Acuciante era la necesidad de armamento, heredada por nuestros patriotas de la época del virreinato, los cuales, para aumentar las fuerzas que se necesitaban y suplir la falta de armas de fuego, ordenaron por medio de la Junta a Miguel de Azcuénaga, el 10 de agosto de 1810, que con maderas buenas hiciera enastar las alabardas que usaban las tropas españolas, y formara con estas armas blancas dos compañías de alabarderos de cien hombres cada una, en la provincia de Tucumán, considerando que ésta era una excelente “caballería” para las tropas destinadas al Perú, aumentando así las fuerzas para reemplazar la falta de armas de fuego.  Simultáneamente, la Junta acuerda que todos los sargentos del Ejército usen alabarda, para que los fusiles puedan ser usados por otros tantos soldados.

La penuria por obtener armas debe haber sido muy grande para nuestros hombres de Mayo, porque casi dos años después de los bandos a que se hizo referencia, un decreto firmado por Chiclana, Sarratea y Paso, sigue solicitando la entrega de toda arma de chispa o blanca que se halle en manos de particulares, sean éstas de propiedad privada o del Estado (desde luego del Rey) y aplicando esta vez hasta la pena de muerte a quien las ocultare.  Nuevamente el fisco vuelve a quedarse con la mayor parte de los quinientos pesos de gratificación que se otorgaba a quien descubriese al que tenía armas, pues esta vez el denunciante sólo se llevaba un tercio de dicha suma y el resto quedaba para el Estado.

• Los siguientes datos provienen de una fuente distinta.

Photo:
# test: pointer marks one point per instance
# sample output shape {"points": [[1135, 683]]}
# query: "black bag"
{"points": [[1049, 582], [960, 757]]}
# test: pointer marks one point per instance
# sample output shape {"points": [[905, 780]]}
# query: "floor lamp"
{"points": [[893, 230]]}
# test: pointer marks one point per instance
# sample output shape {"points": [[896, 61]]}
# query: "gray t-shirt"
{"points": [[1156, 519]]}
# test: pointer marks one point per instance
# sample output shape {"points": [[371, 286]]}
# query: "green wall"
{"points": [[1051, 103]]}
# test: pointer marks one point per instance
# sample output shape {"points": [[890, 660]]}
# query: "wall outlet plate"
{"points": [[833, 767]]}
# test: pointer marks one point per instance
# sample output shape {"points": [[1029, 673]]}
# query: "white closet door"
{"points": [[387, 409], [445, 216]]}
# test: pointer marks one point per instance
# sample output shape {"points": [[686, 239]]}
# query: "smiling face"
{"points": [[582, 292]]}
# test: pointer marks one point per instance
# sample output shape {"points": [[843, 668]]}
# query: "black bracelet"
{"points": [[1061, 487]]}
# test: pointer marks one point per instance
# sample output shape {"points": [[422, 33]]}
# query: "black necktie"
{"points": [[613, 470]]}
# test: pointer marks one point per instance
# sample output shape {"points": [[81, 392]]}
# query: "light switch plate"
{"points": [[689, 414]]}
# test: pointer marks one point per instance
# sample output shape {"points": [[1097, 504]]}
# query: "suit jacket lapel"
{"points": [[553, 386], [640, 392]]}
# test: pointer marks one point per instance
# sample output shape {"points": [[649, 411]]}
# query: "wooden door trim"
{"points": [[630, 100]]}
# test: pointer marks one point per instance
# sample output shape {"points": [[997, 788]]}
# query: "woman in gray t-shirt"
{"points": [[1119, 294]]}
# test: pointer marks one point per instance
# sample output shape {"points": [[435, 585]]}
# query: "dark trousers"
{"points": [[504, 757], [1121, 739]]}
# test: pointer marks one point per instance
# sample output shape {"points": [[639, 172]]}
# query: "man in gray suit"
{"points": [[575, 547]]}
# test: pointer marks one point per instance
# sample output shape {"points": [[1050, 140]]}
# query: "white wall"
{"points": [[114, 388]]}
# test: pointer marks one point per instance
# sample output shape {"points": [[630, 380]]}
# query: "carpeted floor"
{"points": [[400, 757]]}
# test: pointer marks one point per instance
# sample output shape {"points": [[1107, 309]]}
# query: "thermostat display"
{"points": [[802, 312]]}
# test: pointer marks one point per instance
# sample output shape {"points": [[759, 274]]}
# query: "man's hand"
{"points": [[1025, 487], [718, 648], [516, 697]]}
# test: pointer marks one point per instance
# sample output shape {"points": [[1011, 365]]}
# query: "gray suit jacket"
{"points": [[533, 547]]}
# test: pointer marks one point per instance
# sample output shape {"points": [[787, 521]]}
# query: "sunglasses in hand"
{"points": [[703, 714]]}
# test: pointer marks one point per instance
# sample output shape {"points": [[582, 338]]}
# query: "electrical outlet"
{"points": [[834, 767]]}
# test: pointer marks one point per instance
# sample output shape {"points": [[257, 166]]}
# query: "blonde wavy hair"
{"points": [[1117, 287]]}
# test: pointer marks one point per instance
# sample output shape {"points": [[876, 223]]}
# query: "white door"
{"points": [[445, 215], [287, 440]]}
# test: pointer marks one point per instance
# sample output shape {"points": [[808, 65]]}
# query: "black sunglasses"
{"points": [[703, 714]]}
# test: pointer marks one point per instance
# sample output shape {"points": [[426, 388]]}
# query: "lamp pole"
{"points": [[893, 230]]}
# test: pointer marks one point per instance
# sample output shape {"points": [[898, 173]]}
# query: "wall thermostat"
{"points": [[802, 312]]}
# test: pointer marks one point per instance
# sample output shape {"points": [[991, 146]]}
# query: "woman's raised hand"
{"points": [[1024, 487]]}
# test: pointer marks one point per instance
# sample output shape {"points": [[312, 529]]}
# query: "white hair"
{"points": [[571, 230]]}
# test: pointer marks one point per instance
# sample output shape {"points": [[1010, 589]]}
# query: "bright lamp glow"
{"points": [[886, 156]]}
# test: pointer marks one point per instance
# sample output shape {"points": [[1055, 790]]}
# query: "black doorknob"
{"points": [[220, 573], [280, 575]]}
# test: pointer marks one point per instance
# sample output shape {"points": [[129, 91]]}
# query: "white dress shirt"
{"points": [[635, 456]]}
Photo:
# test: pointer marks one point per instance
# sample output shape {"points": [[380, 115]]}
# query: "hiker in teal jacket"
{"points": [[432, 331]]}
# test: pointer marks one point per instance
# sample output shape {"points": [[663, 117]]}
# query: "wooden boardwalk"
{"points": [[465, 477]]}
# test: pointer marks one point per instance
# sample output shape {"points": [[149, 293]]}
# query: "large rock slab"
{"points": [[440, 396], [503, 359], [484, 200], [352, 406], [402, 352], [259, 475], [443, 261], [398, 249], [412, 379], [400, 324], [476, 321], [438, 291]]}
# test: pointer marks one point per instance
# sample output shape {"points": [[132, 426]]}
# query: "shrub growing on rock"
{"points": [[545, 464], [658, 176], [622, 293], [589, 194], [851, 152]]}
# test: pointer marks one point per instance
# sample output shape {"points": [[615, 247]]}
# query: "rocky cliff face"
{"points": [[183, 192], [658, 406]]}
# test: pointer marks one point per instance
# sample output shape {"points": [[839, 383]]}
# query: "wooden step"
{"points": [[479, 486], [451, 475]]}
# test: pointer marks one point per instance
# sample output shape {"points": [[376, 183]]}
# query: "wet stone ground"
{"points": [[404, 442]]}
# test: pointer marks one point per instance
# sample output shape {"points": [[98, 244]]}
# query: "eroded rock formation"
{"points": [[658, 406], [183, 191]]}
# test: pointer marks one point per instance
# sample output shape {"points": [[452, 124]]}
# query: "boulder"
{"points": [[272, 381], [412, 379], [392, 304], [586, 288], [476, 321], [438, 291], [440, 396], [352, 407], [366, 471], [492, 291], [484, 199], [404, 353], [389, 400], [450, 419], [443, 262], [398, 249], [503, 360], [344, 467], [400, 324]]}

Como se ve el virreinato no contaba con armamentos suficientes para empeñarse en acciones de guerra de alguna importancia.  Fundamentalmente, esto se debió a dos razones; primero, conflictos de importancia no existieron, fuera del de Colonia de Sacramento, al que ya se hizo referencia, y luego no interesaba al poder real el dar armas a los más ilustrados hijos de España, como eran los criollos que vivían en Buenos Aires y sus zonas de influencia.

La metrópoli mantenía el centro de gravedad del poder militar en el Perú; por lo tanto, las armas que arribaban al Río de la Plata en los buques, o iban hacia el norte, o regresaban a Europa en esos mismos buques.

La verdadera arma que logra la grandeza de un país es la fuerza empeñada en el esfuerzo común por el corazón de sus habitantes, hacia un objetivo también común que le haga alcanzar la grandeza que ellos pretendan darle.

Fuente

Fontanarossa, José – Armas blancas y de fuego durante la época virreinal – Bol. Del Centro Naval – Buenos Aires (1976).